Our analysis based on the transcriptomic data also provided valuable information on the potential function of CsCesA/Csl genes in tea plants. A number of CsCesA/Csl genes, including members of CsCesA1/3/4/6, CsCslD3 and CsCslG3s, were found to be expressed highly in all sampled tissues, indicating these genes were necessary for the whole processes of tea plant growth (Fig. 6). Besides, members from CsCesA7, CsCslE1, CsCslG2 and CsCslG3 subfamilies expressed highly in one or more specific tissues (Fig. 6). Additionally, the expression pattern of CsCesA6_2 verified by qRT-PCR displayed lower expression levels in the older leaves than in other tissues of the ‘Fuding’ cultivar (Fig. 9), which was in accordance with the changes of CsCesA6_2 in the ‘Shuchazao’ cultivar revealed by the transcriptomic data (Fig. 6). These tissue-specific expressed genes were considered to be closely related to the biosynthesis of cellulose and hemicellulose polysaccharides during the corresponding tissue development. Interestingly, CsCslD and CsCslE1 subfamily members displayed contrary tissue-specific expression patterns (Fig. 6), suggesting the potential antagonistic relationship between these two subfamilies. In Arabidopsis, the function of AtCesA/Csl genes has been extensively studied via gene mutation. For instance, null mutations in AtCesAs are usually lethal during embryogenesis or early seedling development [26]. Point mutations in AtCesAs often lead to abnormal phenotypes, such as a radial swelling phenotype caused by rsw1-1 mutation and an abnormal swollen cell phenotype resulted from rsw1-20 mutation [57,58], revealing the important roles of CesA/Csl genes in plant growth and development. Although the functional exploration of CsCesA/Csl genes in tea plants is still lacking, the analysis of their tissue expression patterns would provide more candidate genes for elucidating the specific and biologically important roles of CsCesA/Csl family members during tea plant growth and development.

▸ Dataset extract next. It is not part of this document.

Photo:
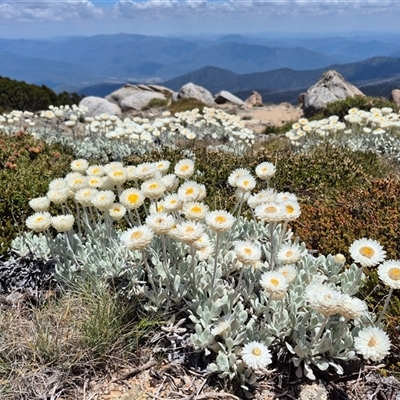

The plant cell wall acts as the first line of defensing against a number of abiotic stresses, such as drought, low temperature and salinity [10]. Therefore, the cell wall-related genes are supposed to play important roles in regulating cell wall function under abiotic stresses. In tea plants, two members of CsCslB4 subfamily involved in cell wall hemicellulose biosynthesis displayed increased expression patterns under drought stress (Fig. 7A), and a number of genes were found to be up-regulated in response to different cold treatments, including members of CsCesA1/3/6, CsCslB3/4, CsCslD3, CsCslE1 and CsCslG2/3 classes (Fig. 7B), suggesting that these genes would be required for tea plants to survive under abiotic stresses. In other plant species, a series of studies have been conducted in order to elucidate the specific function of CesA/Csl genes when plants confront environmental stresses due to their involvement in cell wall biosynthesis. However, most of the research only focused on a few CesA/Csl subfamilies. For instance, OsCesA10 was found to exhibit a close correlation with rice drought tolerance [59]. Overexpression of OsCslD4 can enhance rice salt tolerance by elevating the ABA synthesis gene expression and increasing ABA content [20]. Additionally, AtCslD5 was confirmed to be required for Arabidopsis osmotic stress tolerance [60]. Our analysis of the expression pattern of tea CsCesA/Csl genes under drought and cold stresses provided more candidate stress-resistant genes, which would be valuable for a better understanding of tea plant stress-tolerant mechanism and the subsequent breeding of stress-tolerant tea plants.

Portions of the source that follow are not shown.